Further, children and adults in the Enhanced Plan who meet certain health goals will receive reward points on a quarterly basis. The health goals will be determined by health care providers in cooperation and consultation with their patients. Beginning in 2007, the points can be used in exchange for additional benefits, which are currently being determined through discussions between the state and the Centers for Medicare and Medicaid Services.
Mountain Health Choices will be implemented in three counties in late 2006 or early 2007. It will eventually expand to include about 160,000 healthy children and adults statewide, representing about two-thirds of Medicaid beneficiaries but a much smaller portion of Medicaid spending. No time frame has been established at this point, because the state wants to ensure that the program is running smoothly and successfully in the three counties before expansion.
Concerns
The personal responsibility model being pursued by West Virginia, Kentucky, and Idaho and considered by others has raised concerns among some physicians, patient advocates, and experts. In a recent commentary in the New England Journal of Medicine, the authors suggest that the West Virginia plan is unfair because it places responsibility on patients for factors, such as public transportation, that may be out of their control; children must depend on their parents or guardians to comply with the rules; and the most vulnerable individuals—i.e., Medicaid beneficiaries—are held to a standard of behavior not required of others.[4] Other observers, such as Judith Solomon at the Center for Budget and Policy Priorities, contend that the plan could lead to poorer health for some beneficiaries because those in the Basic Plan would not have access to critical health services such as diabetes care and mental health services or all needed prescriptions.[5]
Program planners point out that the program is being piloted in order to test its functioning and gauge the impact on beneficiary behavior. Ultimately, they hope to learn what best motivates beneficiaries to change their behavior in ways that improve health. State officials will closely monitor the program's effects, intending to learn from mistakes and build on success.
Notes
[1] This program will not apply to individuals with disabilities or children in foster care. Parents sign the agreement on behalf of their eligible children.
[2] The agreement defines a "medical home" as a physician, clinic, or health plan that will be a member's source of primary care and coordinate their services.

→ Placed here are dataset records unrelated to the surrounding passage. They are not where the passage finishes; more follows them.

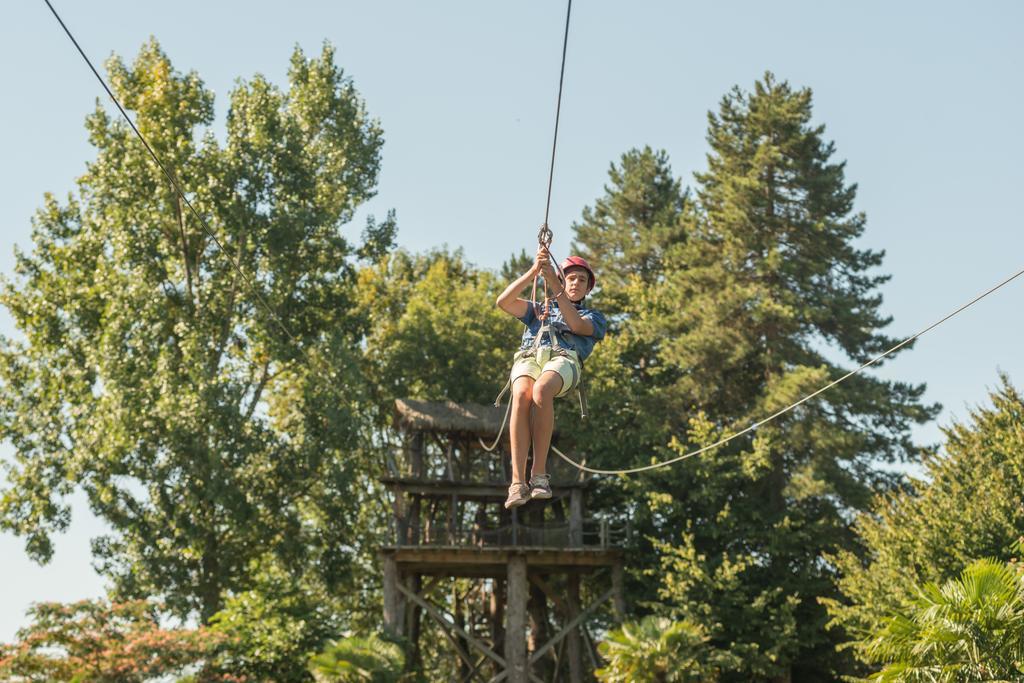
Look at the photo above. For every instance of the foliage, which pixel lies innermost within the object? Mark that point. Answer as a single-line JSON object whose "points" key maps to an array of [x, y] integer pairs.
{"points": [[969, 629], [434, 330], [753, 307], [359, 658], [151, 374], [97, 641], [271, 630], [657, 650], [966, 506]]}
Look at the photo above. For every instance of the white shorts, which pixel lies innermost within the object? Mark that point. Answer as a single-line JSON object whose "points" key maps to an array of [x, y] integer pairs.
{"points": [[529, 363]]}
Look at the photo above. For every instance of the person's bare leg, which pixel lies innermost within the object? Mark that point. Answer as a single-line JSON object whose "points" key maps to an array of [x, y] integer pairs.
{"points": [[522, 402], [545, 390]]}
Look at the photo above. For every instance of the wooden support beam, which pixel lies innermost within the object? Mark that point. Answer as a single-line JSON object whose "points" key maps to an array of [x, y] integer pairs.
{"points": [[450, 624], [393, 617], [576, 518], [515, 631], [617, 579], [573, 642], [571, 625], [574, 623]]}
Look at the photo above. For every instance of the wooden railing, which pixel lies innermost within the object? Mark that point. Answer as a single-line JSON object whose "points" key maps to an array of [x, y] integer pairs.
{"points": [[594, 532]]}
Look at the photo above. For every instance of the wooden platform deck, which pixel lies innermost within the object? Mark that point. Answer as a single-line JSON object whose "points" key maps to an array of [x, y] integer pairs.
{"points": [[494, 561]]}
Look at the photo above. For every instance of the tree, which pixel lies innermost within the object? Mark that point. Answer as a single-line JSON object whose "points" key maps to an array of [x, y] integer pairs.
{"points": [[102, 642], [350, 659], [969, 629], [153, 374], [965, 507], [658, 650], [737, 324], [630, 229], [434, 330]]}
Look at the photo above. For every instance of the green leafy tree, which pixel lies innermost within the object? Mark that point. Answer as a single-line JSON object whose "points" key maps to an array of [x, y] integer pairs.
{"points": [[102, 642], [434, 330], [966, 506], [269, 632], [151, 375], [738, 322], [968, 629], [369, 659], [657, 650]]}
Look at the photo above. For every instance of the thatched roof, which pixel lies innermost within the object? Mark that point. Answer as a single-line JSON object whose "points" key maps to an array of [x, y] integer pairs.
{"points": [[446, 416]]}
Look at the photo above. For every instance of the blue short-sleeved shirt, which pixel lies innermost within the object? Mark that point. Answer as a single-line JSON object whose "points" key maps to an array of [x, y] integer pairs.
{"points": [[582, 345]]}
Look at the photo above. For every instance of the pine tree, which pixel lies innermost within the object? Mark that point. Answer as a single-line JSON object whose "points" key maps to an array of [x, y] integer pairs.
{"points": [[749, 313], [967, 506], [628, 231]]}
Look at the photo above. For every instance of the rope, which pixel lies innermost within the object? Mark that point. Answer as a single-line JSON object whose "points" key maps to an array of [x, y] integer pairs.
{"points": [[491, 449], [724, 440]]}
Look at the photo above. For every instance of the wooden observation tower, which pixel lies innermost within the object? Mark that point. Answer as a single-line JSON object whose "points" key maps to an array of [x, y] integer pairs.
{"points": [[513, 583]]}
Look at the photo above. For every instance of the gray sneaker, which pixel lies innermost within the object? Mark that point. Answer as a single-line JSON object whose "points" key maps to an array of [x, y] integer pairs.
{"points": [[518, 495], [540, 486]]}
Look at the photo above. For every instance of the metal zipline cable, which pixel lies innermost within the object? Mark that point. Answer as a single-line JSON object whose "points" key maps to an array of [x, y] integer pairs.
{"points": [[174, 182], [592, 470], [726, 439], [545, 236]]}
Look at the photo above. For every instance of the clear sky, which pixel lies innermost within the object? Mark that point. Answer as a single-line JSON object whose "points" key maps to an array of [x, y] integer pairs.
{"points": [[923, 99]]}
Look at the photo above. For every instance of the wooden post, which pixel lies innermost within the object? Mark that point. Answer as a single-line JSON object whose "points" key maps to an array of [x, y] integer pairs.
{"points": [[392, 599], [574, 646], [619, 596], [498, 619], [576, 518], [538, 608], [413, 624], [515, 630]]}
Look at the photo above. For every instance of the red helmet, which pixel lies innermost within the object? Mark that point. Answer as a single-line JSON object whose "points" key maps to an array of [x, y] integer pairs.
{"points": [[580, 262]]}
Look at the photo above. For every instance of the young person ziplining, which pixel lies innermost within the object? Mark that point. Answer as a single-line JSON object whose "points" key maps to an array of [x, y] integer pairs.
{"points": [[557, 339]]}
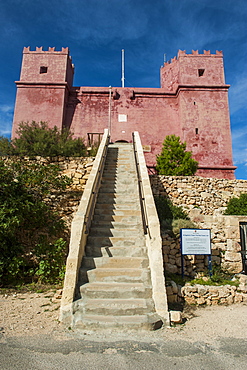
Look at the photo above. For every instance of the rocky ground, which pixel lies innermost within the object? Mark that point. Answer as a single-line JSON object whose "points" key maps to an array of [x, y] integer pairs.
{"points": [[32, 313]]}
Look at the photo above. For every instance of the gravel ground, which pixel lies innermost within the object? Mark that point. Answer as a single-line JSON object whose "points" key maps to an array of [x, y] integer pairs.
{"points": [[27, 314]]}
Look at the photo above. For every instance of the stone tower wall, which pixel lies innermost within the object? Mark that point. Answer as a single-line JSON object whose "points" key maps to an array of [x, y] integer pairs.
{"points": [[43, 89], [192, 103]]}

[3] The state maintains that all children enrolled in Medicaid will be provided with early and periodic screening, diagnostic and treatment services when medically necessary. Unlike the Enhanced Plan, the Basic Plan for children will not include podiatry or chiropractic care.
[4] G. Bishop and A. C. Brodkey, Personal Responsibility and Physician Responsibility—West Virginia's Medicaid Plan, New England Journal of Medicine, August 24, 2006, 355 (8): 756–758.
[5] Judith Solomon's analysis is available on the Center on Budget and Policy Priorities site.